I remember the moment as if it happened just yesterday. I was almost nine years old and my parents sent me and my brother away to sleepaway camp that summer. I was a pretty independent kid, so the idea of living away from home for a few weeks was pretty exciting. I packed everything that was on the list my mom gave me into my duffel bag, but all I really cared about was that I had my Yankees cap and my two favorite t-shirts -- my New York Yankees No. 15 Thurman Munson t-shirt and my other New York Yankees No. 15 Thurman Munson t-shirt.

Yeah, that’s right. I loved him so much, my mother knew if left to my own devices, I would have worn my Munson t-shirt every day. So she got me a second one to wear while the first was in the wash. He was my favorite Yankee and even at a young age, I knew there was some inexplicable connection to him that I felt.

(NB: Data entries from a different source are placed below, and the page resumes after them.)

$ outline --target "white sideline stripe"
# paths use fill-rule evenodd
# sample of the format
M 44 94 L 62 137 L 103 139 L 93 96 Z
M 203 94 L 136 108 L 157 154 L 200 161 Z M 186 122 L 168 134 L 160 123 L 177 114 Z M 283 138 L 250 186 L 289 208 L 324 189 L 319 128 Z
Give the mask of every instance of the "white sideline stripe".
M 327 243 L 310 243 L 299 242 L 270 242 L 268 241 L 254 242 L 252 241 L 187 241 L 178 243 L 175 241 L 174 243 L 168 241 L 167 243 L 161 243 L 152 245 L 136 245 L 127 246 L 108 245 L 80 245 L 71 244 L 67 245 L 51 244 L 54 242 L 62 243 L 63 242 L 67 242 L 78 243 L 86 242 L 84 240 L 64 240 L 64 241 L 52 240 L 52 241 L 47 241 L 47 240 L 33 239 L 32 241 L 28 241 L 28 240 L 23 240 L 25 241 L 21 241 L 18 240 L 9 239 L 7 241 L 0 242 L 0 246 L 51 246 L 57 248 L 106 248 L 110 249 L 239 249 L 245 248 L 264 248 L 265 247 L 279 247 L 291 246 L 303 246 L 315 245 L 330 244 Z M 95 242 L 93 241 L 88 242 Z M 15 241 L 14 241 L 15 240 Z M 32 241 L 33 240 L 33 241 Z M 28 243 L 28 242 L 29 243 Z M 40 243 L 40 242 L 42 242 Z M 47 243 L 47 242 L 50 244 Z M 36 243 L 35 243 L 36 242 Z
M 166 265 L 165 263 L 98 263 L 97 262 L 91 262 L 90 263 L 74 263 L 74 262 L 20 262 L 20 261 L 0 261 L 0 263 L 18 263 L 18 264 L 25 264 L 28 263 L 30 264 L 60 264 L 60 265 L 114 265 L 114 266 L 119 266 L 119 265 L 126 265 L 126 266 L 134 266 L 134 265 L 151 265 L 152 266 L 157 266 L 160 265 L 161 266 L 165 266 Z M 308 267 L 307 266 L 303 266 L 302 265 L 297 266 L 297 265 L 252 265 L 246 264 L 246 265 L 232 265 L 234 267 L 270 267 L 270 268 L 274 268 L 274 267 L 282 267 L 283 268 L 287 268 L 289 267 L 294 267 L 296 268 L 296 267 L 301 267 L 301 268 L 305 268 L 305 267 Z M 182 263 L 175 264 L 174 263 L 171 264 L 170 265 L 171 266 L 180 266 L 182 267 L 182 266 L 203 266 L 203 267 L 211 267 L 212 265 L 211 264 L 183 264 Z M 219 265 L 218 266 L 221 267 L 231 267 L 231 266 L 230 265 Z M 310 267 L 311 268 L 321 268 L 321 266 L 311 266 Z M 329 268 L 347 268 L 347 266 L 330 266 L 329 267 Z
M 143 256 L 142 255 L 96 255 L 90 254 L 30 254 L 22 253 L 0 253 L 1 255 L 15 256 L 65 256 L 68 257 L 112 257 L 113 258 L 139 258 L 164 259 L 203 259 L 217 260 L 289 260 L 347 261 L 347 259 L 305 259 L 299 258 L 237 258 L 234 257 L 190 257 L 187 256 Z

Then one night after lights-out, I got up out of my bunk to go use the bathroom. I walked past the counselors’ bunk and heard one of the guys ask, “Who died?” “Thurman Munson,” said another. “Wow. Really?” “Yeah. He was flying his own plane and it crashed.” I was stunned. Probably went into shock, though at the time I had no idea what that was. I just stood there crying. I didn’t make a sound, I couldn’t speak and I couldn’t move.

I’m not sure how long I stood there, but I remember one of the counselors came outside, saw me standing there and asked why I wasn’t in bed. I couldn’t muster the words to answer him. I just stood there in my favorite Munson t-shirt and continued to cry. He called out to my counselor Robbie, asked him to come out and take me back to my bunk. When Robbie saw me, he knew.

“Did you hear us talking?”

I nodded.

“About Thurman Munson?”

I nodded once more and proceeded to break down again. I couldn’t stop crying and it was getting harder to breathe. Robbie hugged me tight and tried to get me to calm down. I learned at a very young age what a panic attack was all about and finally, after hours of trying to get me to relax and take some deep breaths, Robbie and the camp nurse were forced to call my parents who ultimately had to come pick me up in the middle of the night and take me back home.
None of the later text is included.